Bitte haben Sie Verständnis dafür, dass ich Ihre Anfragen per Telefon, Mail und Fax, die bisher eingetroffen sind, nicht mehr beantworten kann. Die Menge ist nicht zu bewältigen.
Zu diesem Zeitpunkt war mir klar, dass nicht der Rechtsanwalt der Täter sondern viel eher das Opfer geworden ist. Aber von wem? Etwa ein Racheakt eines ehemaligen Klienten oder verurteilten? Nein. Viel eher ist Herr Rüegsegger Opfer von Rumänischen Virenschreibern geworden, welche im Netz auf der Suche nach einem Anwalt willkürlich eben diesen gewählt haben.
Hinweise darauf sind das Attachment aber auch der Ursprung der Mail. Eine kurze Analyse der ZIP-Datei hat gezeigt, dass sich darin eine als PDF getarnte ausführbare Datei befindet. Die Datei selber ist mit dem Trojaner TR/Dldr.iBill.AW.2 infiziert. Was dieser genau macht, konnte ich bisher nicht herausfinden. Aber am wahrscheinlichsten ist, dass dieser einen Mailserver aktiviert, welcher dann mit auf dem System gefundenen Adressen den Virus weiter verbreitet.

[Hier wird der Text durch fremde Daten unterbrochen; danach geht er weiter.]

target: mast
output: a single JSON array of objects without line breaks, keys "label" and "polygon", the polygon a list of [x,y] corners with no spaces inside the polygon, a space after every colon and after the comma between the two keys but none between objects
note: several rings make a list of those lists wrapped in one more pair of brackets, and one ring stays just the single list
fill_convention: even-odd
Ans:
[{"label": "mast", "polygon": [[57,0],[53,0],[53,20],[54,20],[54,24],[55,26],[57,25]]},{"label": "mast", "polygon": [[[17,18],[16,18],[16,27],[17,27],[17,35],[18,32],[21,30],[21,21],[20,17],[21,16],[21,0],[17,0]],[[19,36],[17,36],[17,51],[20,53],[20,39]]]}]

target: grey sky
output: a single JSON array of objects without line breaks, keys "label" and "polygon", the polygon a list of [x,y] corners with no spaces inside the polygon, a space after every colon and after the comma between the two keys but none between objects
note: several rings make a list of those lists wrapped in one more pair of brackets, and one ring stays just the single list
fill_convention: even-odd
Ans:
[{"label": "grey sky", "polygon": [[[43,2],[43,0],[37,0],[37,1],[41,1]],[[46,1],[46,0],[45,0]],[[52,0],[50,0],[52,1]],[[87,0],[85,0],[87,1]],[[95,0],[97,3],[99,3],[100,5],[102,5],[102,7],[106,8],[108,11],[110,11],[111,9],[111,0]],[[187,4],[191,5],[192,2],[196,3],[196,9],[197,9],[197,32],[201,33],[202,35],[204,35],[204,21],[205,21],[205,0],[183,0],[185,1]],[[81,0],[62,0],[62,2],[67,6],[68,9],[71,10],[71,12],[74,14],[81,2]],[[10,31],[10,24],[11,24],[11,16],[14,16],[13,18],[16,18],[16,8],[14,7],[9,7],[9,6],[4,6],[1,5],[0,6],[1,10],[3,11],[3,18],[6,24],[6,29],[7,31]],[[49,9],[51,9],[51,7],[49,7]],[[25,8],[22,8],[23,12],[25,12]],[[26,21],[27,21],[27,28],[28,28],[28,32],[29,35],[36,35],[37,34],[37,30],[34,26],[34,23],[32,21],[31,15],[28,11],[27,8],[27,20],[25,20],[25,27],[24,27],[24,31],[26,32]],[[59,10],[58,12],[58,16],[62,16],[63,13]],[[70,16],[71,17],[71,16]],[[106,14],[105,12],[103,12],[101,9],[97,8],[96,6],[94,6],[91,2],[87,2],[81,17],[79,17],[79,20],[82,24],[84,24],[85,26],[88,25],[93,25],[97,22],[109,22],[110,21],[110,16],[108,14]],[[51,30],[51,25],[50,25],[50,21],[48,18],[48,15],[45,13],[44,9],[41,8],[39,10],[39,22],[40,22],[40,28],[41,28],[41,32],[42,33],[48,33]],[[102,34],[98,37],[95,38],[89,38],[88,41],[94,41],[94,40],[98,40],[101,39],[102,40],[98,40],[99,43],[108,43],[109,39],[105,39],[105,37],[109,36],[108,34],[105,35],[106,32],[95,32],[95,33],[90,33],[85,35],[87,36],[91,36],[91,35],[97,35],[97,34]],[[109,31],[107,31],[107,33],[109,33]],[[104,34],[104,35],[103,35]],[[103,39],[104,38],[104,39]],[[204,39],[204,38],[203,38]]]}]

Die Mail selber ist von irgend einem SMTP Server aus Rumänien abgeschickt worden.
Received: from unknown (HELO ruegsegger-hans.ch) [89.31.89.20]
by mx0.gmx.net (mx031) with SMTP; 02 Jul 2007 20:09:45 +0200
Ein whois auf die Fett gedruckte IP Adresse ergibt:
inetnum: 89.41.16.0 – 89.41.23.255
netname: SC-OMEGA-LINK-SRL
descr: SC Omega Link SRL
descr: Peana, 3 R16, 1, 11
descr: Cluj Cluj
country: ro
admin-c: BS2881-RIPE
tech-c: BS2881-RIPE
status: ASSIGNED PA
remarks: Registered trough http://www.jump.ro/ip.html
mnt-by: RO-MNT
mnt-lower: RO-MNT
mnt-routes: OMEGALINK-MNT
changed: hostmaster@jump.ro 20070213
source: RIPE
person: BOGDAN STEFAN
address: SC Omega Link SRL
address: Peana, 3 R16, 1, 11
address: Cluj Cluj
phone: +40-723-205629
e-mail: stefan.bogdan@gmx.net
nic-hdl: BS2881-RIPE
notify: stefan.bogdan@gmx.net
mnt-by: OMEGALINK-MNT
changed: stefan.bogdan@gmx.net 20060111
source: RIPE
Demnach ist die zuständige Person für diesen IP Bereich ein gewisser Stefan Bogdan. Die Wahrscheinlichkeit, dass er der Ersteller des Viruses ist, ist gering. Viel eher wird es wohl so sein, dass er ebenfalls Opfer dieses Trojaners geworden ist. Wenn man nun weiss, dass besonders in Osteuropäischen Ländern viele Virenschreiber versuchen mit sogenannten Botnets und dergleichen Ihr Geld zu verdienen, dann bleibt nur der Schluss übrig, dass dieser Mist von dort drüben kommen muss.